Vittorio V. Alberti

La raccomandazione

Articolo 18 della Costituzione della Repubblica: i cittadini hanno diritto di associarsi liberamente, senza autorizzazione, per fini che non sono vietati ai singoli dalla legge penale. Sono proibite le associazioni segrete e quelle che perseguono, anche indirettamente, scopi politici mediante organizzazioni di carattere militare.

Perché questa proibizione? Ipotizziamo di non essere un popolo ma una moltitudine che un giorno decida di darsi delle regole. Si partirà da un sistema di norme comuni (costituzione) e via via si costruirà ciò che si chiama Stato. Lo Stato è pubblico perché è un ente di potere presente, operante, visibile, riconosciuto. Di qui, la proibizione delle associazioni segrete, come le mafie, e come, di fatto, è segreto l’atto della corruzione.
Dove c’è mafia c’è corruzione, perché la seconda è il primo linguaggio della prima; dove c’è corruzione non è detto che ci sia mafia, ma il raccordo tra le due – come fenomeni storici – è sostanziale, riguarda la nostra storia.
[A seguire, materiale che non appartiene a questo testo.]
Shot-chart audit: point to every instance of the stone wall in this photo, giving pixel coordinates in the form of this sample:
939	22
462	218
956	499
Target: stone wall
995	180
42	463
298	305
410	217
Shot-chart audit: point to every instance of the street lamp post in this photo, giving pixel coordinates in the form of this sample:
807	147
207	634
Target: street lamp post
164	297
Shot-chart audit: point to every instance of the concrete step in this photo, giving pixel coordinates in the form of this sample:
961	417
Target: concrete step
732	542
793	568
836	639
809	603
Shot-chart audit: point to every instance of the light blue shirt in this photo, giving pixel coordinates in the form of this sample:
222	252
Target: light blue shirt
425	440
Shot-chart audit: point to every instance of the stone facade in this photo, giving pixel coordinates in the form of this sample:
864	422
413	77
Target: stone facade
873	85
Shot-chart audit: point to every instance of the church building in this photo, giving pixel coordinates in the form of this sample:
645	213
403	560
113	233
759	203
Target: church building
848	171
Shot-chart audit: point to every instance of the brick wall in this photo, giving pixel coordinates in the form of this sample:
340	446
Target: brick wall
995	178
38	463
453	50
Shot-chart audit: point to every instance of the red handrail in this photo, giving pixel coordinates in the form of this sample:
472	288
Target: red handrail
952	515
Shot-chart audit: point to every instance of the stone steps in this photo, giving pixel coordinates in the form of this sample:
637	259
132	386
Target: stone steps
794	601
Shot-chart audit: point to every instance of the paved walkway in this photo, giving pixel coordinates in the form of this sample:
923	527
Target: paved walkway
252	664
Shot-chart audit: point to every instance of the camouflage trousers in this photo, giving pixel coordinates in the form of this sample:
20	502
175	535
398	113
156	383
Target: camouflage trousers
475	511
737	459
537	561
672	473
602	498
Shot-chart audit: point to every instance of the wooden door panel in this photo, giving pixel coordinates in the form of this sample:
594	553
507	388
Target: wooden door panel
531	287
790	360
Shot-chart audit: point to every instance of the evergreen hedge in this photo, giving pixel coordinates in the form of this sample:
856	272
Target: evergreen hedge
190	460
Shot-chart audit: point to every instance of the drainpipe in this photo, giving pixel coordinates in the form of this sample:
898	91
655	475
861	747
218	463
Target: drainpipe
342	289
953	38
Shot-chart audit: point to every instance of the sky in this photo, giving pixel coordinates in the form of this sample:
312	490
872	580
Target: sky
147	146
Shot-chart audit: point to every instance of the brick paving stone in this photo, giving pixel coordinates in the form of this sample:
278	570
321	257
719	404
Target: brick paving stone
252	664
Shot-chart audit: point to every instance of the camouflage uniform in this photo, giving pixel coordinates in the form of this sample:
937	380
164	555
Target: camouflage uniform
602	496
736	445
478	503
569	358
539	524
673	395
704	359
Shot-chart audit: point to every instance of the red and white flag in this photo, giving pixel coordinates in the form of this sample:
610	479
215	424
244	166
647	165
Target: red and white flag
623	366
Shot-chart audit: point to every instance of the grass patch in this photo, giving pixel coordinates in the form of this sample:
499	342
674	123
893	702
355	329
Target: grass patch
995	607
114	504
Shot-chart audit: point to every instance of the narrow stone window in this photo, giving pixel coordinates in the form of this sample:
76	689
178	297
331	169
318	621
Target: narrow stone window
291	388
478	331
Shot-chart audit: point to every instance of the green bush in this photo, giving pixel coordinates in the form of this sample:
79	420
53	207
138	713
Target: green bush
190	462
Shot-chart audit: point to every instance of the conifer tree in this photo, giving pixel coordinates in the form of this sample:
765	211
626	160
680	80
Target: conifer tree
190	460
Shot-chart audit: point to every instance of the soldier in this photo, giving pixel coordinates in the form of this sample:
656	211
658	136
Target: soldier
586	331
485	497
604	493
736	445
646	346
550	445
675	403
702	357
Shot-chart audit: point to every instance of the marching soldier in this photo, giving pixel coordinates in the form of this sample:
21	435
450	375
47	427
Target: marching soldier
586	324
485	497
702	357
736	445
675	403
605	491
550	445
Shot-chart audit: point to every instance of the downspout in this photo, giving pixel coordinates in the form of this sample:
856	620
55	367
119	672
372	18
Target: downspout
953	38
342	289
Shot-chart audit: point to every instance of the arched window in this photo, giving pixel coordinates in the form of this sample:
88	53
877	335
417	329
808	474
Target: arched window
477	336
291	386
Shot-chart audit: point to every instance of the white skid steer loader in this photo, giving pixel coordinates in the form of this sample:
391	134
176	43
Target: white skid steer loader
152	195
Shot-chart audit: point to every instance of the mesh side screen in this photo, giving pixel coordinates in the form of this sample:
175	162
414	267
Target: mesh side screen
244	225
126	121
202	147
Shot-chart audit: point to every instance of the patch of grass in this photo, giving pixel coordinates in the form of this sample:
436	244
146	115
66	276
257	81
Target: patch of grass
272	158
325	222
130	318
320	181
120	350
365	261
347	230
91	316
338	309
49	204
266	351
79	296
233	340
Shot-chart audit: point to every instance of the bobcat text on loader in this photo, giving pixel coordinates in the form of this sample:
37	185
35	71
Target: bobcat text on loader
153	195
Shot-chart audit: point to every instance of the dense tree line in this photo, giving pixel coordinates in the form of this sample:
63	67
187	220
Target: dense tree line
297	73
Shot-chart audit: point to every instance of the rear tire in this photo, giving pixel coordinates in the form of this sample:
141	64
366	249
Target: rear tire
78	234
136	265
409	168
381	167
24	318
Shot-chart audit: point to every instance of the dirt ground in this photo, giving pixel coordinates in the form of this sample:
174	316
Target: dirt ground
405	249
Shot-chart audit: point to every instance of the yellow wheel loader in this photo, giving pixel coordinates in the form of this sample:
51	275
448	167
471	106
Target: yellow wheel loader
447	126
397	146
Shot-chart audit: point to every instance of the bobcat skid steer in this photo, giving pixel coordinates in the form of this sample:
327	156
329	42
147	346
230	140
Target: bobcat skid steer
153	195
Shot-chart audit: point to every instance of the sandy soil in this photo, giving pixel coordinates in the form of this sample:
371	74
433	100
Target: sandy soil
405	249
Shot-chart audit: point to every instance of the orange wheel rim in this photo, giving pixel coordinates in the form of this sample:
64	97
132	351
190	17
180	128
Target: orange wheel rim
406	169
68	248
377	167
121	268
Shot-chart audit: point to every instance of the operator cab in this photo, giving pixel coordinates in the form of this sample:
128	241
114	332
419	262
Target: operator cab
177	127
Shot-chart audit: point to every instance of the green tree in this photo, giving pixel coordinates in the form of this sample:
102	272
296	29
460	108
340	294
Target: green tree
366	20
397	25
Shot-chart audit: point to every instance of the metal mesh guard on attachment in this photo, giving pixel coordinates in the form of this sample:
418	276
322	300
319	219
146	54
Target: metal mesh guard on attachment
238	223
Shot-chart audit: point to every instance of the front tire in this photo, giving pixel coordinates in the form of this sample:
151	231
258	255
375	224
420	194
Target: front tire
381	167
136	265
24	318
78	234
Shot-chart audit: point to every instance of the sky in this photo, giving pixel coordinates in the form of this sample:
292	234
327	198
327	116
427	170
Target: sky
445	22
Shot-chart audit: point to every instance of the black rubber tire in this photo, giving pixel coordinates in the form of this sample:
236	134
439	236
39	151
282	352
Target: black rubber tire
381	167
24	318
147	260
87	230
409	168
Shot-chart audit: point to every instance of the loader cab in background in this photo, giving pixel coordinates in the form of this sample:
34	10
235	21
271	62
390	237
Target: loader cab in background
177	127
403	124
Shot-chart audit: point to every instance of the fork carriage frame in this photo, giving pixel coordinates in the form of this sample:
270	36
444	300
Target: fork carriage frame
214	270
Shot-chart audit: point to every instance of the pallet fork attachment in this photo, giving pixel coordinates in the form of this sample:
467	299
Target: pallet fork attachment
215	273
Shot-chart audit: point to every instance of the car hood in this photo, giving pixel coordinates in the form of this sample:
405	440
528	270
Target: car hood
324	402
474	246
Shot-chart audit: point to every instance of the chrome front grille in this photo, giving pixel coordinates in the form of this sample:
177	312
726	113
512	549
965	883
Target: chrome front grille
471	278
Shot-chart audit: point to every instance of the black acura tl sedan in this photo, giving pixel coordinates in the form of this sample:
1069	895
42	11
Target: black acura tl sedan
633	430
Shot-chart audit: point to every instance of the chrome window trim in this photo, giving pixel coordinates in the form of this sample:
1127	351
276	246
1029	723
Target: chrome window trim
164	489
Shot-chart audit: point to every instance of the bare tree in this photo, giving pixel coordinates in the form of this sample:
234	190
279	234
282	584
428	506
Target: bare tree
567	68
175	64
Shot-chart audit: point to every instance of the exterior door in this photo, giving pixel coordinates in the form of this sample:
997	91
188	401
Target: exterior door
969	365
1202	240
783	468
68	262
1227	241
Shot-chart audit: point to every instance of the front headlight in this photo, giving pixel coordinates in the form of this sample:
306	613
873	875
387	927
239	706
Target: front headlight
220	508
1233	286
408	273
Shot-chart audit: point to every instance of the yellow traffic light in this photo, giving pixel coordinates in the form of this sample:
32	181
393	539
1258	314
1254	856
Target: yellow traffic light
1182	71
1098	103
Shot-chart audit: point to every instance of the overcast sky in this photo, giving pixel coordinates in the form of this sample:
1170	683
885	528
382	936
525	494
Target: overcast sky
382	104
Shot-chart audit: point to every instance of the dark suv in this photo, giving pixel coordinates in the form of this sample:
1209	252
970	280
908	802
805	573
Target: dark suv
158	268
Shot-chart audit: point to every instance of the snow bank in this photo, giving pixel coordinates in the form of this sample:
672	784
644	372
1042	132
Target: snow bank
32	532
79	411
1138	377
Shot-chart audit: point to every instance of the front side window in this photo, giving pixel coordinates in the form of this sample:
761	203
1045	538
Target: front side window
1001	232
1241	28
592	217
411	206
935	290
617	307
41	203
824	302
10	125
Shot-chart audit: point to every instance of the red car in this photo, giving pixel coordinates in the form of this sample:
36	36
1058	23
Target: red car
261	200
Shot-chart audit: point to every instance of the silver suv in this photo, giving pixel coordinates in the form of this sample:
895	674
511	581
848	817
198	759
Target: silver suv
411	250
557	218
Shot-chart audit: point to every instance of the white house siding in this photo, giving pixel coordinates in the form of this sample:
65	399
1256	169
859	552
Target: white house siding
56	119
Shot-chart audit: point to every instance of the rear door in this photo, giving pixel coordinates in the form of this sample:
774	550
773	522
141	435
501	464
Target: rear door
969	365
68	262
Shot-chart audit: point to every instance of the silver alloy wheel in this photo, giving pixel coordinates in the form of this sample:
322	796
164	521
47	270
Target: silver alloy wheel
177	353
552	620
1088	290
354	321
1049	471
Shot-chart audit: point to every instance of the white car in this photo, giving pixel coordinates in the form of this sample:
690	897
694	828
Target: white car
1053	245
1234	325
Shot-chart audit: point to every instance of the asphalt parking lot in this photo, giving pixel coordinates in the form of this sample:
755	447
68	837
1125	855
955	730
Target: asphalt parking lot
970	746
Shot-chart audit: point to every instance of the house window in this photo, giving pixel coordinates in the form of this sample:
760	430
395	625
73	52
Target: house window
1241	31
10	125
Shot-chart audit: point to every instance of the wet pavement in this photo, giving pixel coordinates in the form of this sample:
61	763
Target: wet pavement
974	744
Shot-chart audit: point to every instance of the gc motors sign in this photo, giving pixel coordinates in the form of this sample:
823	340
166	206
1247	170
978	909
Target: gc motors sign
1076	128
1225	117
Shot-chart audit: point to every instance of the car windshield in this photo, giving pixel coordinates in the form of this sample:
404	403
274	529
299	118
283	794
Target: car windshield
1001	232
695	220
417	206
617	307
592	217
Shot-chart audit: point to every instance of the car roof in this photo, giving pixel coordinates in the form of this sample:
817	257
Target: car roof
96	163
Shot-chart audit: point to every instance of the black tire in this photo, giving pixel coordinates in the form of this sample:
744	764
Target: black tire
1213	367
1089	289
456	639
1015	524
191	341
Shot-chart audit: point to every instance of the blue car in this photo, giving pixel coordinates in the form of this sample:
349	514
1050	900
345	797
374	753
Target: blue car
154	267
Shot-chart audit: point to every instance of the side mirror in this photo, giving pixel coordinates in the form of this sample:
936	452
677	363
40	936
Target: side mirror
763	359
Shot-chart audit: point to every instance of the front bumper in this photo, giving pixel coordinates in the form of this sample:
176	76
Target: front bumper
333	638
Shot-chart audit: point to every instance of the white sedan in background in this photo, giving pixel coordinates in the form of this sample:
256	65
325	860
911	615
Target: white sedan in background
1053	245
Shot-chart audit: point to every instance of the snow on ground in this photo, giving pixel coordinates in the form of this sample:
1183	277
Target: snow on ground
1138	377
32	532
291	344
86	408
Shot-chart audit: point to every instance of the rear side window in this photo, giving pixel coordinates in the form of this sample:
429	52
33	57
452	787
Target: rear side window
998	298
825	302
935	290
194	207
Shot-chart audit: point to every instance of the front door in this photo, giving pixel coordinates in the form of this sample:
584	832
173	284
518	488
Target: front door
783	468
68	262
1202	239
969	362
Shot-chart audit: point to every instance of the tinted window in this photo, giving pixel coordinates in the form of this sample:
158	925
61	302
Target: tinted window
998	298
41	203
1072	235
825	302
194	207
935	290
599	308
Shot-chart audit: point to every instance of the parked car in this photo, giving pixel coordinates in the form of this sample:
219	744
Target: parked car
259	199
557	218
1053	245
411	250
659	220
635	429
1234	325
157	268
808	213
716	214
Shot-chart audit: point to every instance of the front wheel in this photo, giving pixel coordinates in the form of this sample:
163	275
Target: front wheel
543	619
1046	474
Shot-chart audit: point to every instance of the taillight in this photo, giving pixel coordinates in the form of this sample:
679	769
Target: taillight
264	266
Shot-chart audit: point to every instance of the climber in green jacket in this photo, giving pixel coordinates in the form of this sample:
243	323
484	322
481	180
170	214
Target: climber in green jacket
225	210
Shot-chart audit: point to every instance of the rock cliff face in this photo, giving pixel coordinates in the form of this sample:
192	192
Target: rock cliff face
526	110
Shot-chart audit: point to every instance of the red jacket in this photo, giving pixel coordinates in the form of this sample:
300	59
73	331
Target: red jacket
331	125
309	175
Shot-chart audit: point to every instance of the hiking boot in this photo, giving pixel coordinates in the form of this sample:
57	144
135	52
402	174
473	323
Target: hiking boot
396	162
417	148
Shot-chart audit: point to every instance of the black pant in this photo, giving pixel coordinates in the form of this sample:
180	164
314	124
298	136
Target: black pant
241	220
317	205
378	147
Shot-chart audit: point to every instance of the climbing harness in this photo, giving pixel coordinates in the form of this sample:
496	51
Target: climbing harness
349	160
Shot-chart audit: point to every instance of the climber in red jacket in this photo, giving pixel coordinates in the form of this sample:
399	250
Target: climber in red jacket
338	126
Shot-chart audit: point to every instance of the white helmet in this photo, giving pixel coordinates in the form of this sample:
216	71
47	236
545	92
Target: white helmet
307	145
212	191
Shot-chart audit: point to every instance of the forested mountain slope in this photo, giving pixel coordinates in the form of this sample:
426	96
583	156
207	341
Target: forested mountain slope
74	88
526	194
Le mafie non sono un corpo estraneo allo spirito del nostro popolo;

il sistema italiano delle professioni, delle strutture, dei poteri sui quali si regge questo Paese è strutturalmente “mafioso” nel senso oligarchico, con gradazioni più o meno intense e più o meno gravi. Pensiamo alle raccomandazioni che favoriscono l’immeritevole (ma fedele o utile a chi raccomanda), ma dalle quali deve passare anche il meritevole. La raccomandazione vale, insomma, per tutti: immeritevoli e meritevoli, anche se nella stragrande maggioranza dei casi è un abuso che moltiplica incompetenza. Ecco il circolo oligarchico che espelle l’esterno tanto più c’è solidarietà/connivenza tra interni, tra “adepti”. Questa è mentalità mafiosa, e la corruzione nella sua essenza è una sua espressione capitale. Nella raccomandazione, quindi, si saldano tali mentalità e procedure.

Un territorio per Stato e mafia

“Politica e mafia sono due poteri che vivono sul controllo dello stesso territorio: o si fanno la guerra o si mettono d’accordo”, dice Paolo Borsellino. E ancora, a un mese dalla strage di Capaci: “La lotta alla mafia, il primo problema da risolvere nella nostra terra bellissima e disgraziata, non doveva essere soltanto una distaccata opera di repressione, ma un movimento culturale e morale che coinvolgesse tutti e specialmente le giovani generazioni, le più adatte a sentire subito la bellezza del fresco profumo di libertà che fa rifiutare il puzzo del compromesso morale, dell’indifferenza, della contiguità e quindi della complicità”. La mafia è uno “stato” con le sue leggi, e convive con lo Stato legale, con il soggetto pubblico, sfruttandolo fino a volte a coincidervi. Un capomafia, del resto, è come un monarca con potere legislativo, giudiziario ed esecutivo, fino al potere di vita e di morte. Ha un potere dispotico, come quello tirannico che, scrive Locke, “è il potere assoluto e arbitrario che uno può avere su di un altro, di togliergli la vita quando vuole”.
La coscienza collettiva antimafia è molto progredita rispetto anche ai decenni passati. Da un lato, la coscienza del popolo ha sviluppato la cultura antimafia, dall’altro, ciò che fu la mafia, cioè un potere nato in risposta a un potere pubblico sopraffattore, costituisce ancora la forza più “credibile” e, insieme, la cultura di potere sulla quale è impostato il potere legale stesso: basta solo il dominio “degli amici degli amici” per rintracciare una mentalità corrotta e “mafiosa”. Risolvere questa dialettica è la titanica sfida culturale e politica.

Alle volte ci sono più ragioni per odiare lo Stato che per odiare un corrotto o un mafioso. Si può quindi proclamare la lotta alla corruzione e alla mafia senza prima giudicare lo Stato e la società?

In altre parole: contrastiamo la corruzione e la mafia in nome di cosa? Di uno Stato infingardo, traditore, inetto, scombinato e di una società visibile che appare ignorante, sfaldata e prevaricatrice? Dove si trova e dove trae veramente origine allora questa corruzione e questa mafia? In altre parole ancora: mafia e corruzione, nelle forme italiane, sono, per così dire, prima nella società che in se stesse. Solo l’educazione ce le può far riconoscere, capire, studiare generando così gli elementi essenziali perché fiorisca una rinnovata posizione esistenziale e civile di opposizione e rigenerazione.